We all need to find the lines.
The line between confidence and arrogance. The line between thoughtful analysis and over-the-top obsessing. The line between listening to critique and reworking your MS to please others and not yourself. The line between persistence and pestering. The line between caution and fear. All of these are essential lines for writers to find for themselves. When you find them, it’s like turning on a light bulb. But they’re so hard to explain or define, and I can’t tell you where or how to find them. I can only tell you: they’re important.
An example. Finding the line between analysis and obsession is important if and when you get rejections back from agents on a partial or full manuscript. Looking at patterns is important, but spending hours or days or weeks parsing the sentence “I just didn’t connect with the material” isn’t a great use of your time. But I can’t give you a rule or guideline for how much is too much, nor do I really know what was going through the agent’s head when she wrote those words. She might have made it through five pages or 50. She might have spent three minutes or three hours wondering what to say to you. I can tell you that you’ll never know the answer and I can tell you you shouldn’t write back to ask for more detail, but I can tell you that you’ll be happier and healthier when you figure out where the line is, for you, beyond which you put those words out of your mind and turn your attention to something else entirely.
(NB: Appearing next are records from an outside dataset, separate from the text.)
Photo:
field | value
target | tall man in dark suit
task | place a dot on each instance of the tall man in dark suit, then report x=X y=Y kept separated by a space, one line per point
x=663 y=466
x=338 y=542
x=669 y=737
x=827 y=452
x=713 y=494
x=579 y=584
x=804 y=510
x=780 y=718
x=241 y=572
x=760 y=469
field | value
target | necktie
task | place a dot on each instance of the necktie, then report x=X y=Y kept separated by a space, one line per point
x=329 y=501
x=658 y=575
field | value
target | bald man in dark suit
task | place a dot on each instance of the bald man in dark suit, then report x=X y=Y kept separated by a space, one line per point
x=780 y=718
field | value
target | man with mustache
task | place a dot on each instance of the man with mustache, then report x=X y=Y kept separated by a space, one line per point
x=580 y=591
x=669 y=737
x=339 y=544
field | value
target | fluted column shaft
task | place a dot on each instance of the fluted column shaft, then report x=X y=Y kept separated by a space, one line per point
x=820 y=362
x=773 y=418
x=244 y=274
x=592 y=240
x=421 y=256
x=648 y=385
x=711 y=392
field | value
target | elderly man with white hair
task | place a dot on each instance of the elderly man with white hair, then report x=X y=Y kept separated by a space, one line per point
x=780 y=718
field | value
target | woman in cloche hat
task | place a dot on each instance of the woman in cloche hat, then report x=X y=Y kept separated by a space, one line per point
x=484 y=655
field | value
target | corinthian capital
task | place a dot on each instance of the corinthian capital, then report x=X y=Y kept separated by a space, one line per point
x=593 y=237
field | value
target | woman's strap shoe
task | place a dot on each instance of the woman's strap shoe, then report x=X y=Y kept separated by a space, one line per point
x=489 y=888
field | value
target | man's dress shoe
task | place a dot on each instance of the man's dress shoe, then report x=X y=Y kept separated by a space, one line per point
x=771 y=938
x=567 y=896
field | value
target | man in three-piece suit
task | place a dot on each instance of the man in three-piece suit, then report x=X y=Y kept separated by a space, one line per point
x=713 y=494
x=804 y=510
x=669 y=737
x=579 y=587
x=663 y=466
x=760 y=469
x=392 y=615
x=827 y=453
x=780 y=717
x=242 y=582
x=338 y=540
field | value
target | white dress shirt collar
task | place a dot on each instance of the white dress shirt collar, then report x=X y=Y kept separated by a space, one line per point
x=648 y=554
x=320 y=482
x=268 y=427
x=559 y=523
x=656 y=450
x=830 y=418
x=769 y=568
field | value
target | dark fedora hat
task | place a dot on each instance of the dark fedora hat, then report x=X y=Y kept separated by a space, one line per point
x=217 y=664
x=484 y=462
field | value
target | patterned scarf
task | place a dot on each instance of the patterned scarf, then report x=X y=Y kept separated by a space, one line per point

I can tell you what. I can’t tell you how.
The line between confidence and arrogance is also essential to find. Because you need confidence. Absolutely need it. You won’t get by, either before publication or after, if you can’t find some core of confidence within yourself that enables you to say I am a good writer and my book is worth reading. But there is so little space between the confidence of I’m a great writer with a great book and the arrogance of Anyone who doesn’t see that is a fool, and arrogance is both unappealing and not really useful. One side of the line will raise you up, and the other side of the line will rip you up. And it’s so hard to explain what the difference is.
So, WU’ers, how do you do it? How do you find the lines for yourselves?